Explanatory Notes to the notice of annual general meeting:

The notes on the following pages give an explanation of the proposed resolutions. Resolutions 1 to 3 are proposed as ordinary resolutions. This means that for each of those resolutions to be passed, more than half of the votes cast must be in favour of the resolution. Resolution 4 is proposed as special resolution. This means that for this resolution to be passed, at least three-quarters of the votes cast must be in favour of the resolution.

Resolution 1

The Directors of the Company ("Director", collectively, the "Board") will present their report and the audited accounts for the year ended 29 February 2024 together with the auditors' report thereon.

Resolution 2

The Company is required to appoint auditors at each general meeting at which accounts are laid before shareholders, to hold office until the next such meeting.
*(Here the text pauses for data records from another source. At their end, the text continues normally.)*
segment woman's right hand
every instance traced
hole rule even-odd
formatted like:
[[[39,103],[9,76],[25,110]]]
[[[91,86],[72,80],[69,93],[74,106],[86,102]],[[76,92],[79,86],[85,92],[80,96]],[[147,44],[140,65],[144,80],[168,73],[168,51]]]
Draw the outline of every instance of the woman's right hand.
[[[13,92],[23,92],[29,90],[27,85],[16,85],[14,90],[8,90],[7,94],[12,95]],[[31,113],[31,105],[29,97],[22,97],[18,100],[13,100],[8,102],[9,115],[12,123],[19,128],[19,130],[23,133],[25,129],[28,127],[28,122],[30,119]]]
This resolution relates to giving the Directors the powers to appoint a suitable auditor and to authorise the Directors to determine the level of the chosen auditor's remuneration.

Resolution 3

As required by the Act, this resolution, to be proposed as an ordinary resolution, relates to the grant to the Directors of authority to allot unissued ordinary shares until the conclusion of the Annual General Meeting to be held in 2025, unless the authority is renewed or revoked prior to such time. If approved, this authority is limited to a maximum of 200,000,000 ordinary shares, which is equivalent to approximately 426% of the issued share capital of the Company as at the date of this Notice.

Resolution 4

The Act requires that, subject to certain limited exceptions, if the Directors decide to allot unissued ordinary shares in the Company, such shares must first be offered to existing shareholders in proportion to their existing holdings. This is known as shareholders' pre-emption rights. However, to act in the best interests of the Company the Directors may require flexibility to allot shares for cash without regard to the shareholders' pre-emption rights set out in the provisions of Section 561(1) of the Act. Therefore, this resolution, to be proposed as a special resolution, seeks authority to enable the Directors to allot equity securities up to a maximum of 200,000,000 ordinary shares, being equal to approximately 426% of the Company's issued share capital, as at the date of this Notice. This authority expires at the conclusion of the Annual General Meeting to be held in 2025.

Recommendation

The Directors consider that all the resolutions to be put to the meeting are in the best interests of the Company and its shareholders as a whole. The Board recommends that shareholders vote in favour of all resolutions.